Renewable energy plant consists of flat roof, carport, wall, 2-axis tracking, and manual tracking solar PV installations. The total installed power is 206.5 kWp. The panels of the fixed systems are mainly faced to south, but one wall mounting is faced to west. The slope degree in the all systems is 15° despite of the wall mounting systems. The size of the flat roof system is 56.5 kWp, carports 108 kWp, walls 36.8 kWp (18.4 kWp to south, 18.4 kWp to west), 2-axis tracking 5 kWp, and manual tracking 250 Wp. West wall installation can be seen from the site of the SOLETAIR demonstration plant. The total solar PV panel area is about 1500 m2 and it includes totally 827 panels.
Renewable energy plant includes different solar PV panel technology based on silicon. Both mono- (mono-Si) and poly-crystalline (poly-Si) panels are used. In addition, part of the panels are manufactured by back-contacted metal wrap through module technology, in which all the contacts are on the rear side of the cell. Conventional technology is H-pattern. All the panel strings are connected to string inverters instead of the manual tracking system that has a micro inverter.

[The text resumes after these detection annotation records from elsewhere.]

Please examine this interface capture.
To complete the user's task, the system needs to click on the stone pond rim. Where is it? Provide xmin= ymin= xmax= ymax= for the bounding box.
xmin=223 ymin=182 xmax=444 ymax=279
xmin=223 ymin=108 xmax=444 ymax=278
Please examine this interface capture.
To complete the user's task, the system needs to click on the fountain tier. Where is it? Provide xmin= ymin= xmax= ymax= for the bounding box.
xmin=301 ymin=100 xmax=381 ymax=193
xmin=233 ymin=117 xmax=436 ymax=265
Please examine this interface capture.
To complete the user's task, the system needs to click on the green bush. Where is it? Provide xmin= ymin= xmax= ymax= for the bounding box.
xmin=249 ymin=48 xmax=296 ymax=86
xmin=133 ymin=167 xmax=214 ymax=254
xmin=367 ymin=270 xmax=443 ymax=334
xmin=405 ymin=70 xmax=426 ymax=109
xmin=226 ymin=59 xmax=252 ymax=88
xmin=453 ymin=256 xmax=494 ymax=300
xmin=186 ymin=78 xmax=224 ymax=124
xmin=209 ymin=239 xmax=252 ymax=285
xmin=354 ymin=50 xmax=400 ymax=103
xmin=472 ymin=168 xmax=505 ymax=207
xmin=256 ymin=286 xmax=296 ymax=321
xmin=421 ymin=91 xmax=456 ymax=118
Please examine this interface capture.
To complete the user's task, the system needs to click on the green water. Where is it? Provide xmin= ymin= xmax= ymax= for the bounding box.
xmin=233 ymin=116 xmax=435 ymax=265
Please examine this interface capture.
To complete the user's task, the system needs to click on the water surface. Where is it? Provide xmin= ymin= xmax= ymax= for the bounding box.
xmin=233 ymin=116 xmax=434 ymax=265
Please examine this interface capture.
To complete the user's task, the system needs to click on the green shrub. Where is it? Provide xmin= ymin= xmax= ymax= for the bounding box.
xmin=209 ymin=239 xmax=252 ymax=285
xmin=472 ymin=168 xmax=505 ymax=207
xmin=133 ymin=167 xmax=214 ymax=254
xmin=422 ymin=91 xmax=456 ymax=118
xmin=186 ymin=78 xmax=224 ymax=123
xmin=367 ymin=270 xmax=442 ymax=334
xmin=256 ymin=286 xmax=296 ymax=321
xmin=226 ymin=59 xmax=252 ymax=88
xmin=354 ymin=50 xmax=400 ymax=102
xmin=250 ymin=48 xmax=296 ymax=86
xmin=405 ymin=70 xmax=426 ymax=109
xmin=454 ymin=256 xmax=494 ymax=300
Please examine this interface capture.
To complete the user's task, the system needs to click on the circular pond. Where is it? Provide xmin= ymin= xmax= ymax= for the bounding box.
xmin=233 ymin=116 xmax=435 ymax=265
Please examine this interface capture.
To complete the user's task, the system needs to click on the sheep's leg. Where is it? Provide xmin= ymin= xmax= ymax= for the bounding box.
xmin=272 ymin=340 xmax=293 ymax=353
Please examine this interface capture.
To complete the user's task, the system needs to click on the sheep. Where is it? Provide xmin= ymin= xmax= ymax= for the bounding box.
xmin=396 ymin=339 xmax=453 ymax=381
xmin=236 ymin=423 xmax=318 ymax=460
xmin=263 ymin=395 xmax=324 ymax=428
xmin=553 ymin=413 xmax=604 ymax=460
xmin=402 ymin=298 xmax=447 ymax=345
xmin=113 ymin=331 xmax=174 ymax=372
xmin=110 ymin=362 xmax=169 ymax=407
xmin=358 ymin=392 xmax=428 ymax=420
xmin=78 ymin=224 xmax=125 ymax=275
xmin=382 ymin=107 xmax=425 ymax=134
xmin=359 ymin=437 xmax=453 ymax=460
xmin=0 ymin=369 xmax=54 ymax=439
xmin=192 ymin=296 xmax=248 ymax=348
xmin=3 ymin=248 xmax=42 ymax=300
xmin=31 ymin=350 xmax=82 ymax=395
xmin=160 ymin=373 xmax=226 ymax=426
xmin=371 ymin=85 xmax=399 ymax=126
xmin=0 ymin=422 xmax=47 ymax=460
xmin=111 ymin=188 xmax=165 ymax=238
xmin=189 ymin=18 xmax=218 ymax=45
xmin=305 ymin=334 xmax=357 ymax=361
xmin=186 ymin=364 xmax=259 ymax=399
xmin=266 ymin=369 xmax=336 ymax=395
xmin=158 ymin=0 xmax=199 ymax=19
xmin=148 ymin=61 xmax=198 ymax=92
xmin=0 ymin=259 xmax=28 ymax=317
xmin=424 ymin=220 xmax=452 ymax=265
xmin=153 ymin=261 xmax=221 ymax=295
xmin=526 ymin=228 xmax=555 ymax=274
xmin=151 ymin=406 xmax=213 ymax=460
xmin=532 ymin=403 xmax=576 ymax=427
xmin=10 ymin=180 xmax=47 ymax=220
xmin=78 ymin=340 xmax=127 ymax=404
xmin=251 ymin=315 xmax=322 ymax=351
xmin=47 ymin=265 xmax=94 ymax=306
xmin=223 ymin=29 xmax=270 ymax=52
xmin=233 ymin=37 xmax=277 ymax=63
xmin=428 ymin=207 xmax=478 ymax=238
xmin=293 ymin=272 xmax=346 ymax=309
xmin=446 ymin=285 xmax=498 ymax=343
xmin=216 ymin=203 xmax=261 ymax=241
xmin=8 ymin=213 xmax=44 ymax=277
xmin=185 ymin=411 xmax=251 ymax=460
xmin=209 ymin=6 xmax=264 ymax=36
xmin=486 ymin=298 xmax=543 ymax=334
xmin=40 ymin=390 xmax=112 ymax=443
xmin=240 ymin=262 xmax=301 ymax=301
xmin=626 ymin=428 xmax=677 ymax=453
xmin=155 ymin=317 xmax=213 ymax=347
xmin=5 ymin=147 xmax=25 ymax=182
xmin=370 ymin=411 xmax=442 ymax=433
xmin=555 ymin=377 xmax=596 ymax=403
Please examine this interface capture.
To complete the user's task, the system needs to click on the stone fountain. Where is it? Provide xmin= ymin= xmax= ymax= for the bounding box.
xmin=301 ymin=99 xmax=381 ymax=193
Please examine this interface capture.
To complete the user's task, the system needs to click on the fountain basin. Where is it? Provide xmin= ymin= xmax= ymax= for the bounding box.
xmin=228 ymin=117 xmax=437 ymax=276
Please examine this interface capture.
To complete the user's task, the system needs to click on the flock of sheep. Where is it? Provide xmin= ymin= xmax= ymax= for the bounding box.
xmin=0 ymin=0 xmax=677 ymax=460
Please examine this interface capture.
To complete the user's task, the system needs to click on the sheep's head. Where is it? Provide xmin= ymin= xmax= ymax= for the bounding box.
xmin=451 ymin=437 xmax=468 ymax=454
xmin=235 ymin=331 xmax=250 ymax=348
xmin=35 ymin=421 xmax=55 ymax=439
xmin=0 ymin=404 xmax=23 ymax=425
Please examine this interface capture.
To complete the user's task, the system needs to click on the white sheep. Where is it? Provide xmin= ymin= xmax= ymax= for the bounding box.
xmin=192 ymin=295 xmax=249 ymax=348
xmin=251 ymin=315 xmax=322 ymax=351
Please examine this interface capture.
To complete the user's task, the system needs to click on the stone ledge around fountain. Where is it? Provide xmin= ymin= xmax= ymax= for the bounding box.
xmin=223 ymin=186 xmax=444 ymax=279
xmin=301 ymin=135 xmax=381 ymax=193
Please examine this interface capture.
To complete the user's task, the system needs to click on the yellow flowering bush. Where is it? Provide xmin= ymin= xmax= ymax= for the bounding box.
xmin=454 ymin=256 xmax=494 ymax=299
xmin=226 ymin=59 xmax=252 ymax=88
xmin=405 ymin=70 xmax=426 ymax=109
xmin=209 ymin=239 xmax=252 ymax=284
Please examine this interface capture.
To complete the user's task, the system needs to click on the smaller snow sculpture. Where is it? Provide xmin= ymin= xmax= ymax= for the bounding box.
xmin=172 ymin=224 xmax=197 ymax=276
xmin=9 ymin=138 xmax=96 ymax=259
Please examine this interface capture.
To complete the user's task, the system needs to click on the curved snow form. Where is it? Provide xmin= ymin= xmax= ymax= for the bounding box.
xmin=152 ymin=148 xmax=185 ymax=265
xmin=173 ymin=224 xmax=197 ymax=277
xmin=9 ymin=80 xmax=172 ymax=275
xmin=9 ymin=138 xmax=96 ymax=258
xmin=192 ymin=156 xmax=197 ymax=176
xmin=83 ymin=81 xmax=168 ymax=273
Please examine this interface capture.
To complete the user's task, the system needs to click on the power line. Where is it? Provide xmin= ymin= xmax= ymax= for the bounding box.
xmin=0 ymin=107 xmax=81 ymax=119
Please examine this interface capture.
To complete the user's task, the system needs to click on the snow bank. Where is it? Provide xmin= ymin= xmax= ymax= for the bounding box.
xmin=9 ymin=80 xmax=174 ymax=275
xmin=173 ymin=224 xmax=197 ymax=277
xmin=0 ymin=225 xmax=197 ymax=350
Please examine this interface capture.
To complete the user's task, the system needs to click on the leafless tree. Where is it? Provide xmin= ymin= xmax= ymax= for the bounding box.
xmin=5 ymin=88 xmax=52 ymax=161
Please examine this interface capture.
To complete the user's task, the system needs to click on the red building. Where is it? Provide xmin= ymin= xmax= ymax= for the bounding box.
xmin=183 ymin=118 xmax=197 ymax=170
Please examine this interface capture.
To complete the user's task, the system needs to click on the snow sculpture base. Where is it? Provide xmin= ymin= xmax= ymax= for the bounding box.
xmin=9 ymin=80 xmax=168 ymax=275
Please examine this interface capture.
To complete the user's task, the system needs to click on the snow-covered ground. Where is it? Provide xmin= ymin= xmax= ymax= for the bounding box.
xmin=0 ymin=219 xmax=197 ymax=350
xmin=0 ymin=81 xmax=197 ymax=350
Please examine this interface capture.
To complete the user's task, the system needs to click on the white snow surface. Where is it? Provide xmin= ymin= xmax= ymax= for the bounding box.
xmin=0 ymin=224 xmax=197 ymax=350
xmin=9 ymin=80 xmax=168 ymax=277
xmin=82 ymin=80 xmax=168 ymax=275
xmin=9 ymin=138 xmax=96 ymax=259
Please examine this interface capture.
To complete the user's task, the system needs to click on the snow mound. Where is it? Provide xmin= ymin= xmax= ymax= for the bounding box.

Renewable energy production is measured by the automation system and the data is stored to a database. Real time measurements of renewable energy production are available for each single solar PV power plant. The production numbers can be found from the webpages; real time renewable energy production and renewable energy production history data. The SOLETAIR site is connected to the solar PV power plant through the internal electricity grid.
Proton exchange membrane (PEM) water electrolysis process is used in hydrogen production. The system produces high-purity hydrogen gas at elevated pressures. Hydrogen is used with recycled carbon dioxide to produce renewable fuels, raw materials, and chemicals in MOBSU. The hydrogen gas can also be used as a chemical energy storage and can later be reconverted into electricity in a fuel cell, albeit with an additional penalty in terms of losses in conversion.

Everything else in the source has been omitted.